Kübler-Ross explains that there are actually two types of depression at this stage. The first depression, which he called "reactive depression," occurs in reaction to current and past losses.

For example, a woman who is diagnosed with cervical cancer may first lose her uterus due to surgery and hair due to chemotherapy. Her husband is left without help to care for their three children while she is ill and is forced to send the children to a relative out of town.

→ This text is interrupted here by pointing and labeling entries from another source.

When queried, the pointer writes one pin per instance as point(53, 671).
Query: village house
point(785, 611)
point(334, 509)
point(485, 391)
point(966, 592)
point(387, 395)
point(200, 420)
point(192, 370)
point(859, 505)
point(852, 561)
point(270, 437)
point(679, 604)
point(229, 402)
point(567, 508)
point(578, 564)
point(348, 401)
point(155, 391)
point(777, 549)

Because cancer treatment was so expensive, this woman and her spouse cannot afford a mortgage and must sell their home. The woman experiences a deep sense of loss with each of these events and becomes depressed.

The second type of depression is called "preparatory depression." This is the stage where a person must deal with the impending loss of everything and everyone they love in the future. Most people will spend this time of grief in quiet contemplation, preparing for such a total loss.

Depression is considered a stage without which a decision is unlikely to be made. Also, during the same event, you may feel many different losses. It can take time to get rid of these feelings during which the person can slip in and out of depression.

Adoption

The acceptance stage is where most people would like to be after death. This is the stage of the peaceful resolution of the beginning of death and the calm expectation of its arrival . If one is lucky enough to reach this stage, death is usually very peaceful.

People who have achieved recognition generally allow themselves to express pain, regret, anger, and depression. By doing so, they can process their emotions and accept the "new reality."

Perhaps they had time to make amends and say goodbye to their loved ones. This man also had time to mourn the loss of so many important people and things that mean so much to him.

Some people who are diagnosed at an advanced stage of the disease and don't have time to work through these important stages may never experience true acceptance. Other people who cannot pass another stage, for example, a person who is angry at the world to death, may never experience the peace of acceptance .

For the fortunate one who has nonetheless reached acceptance, the final stage before death often takes place in quiet contemplation as they turn inward to prepare for their final departure.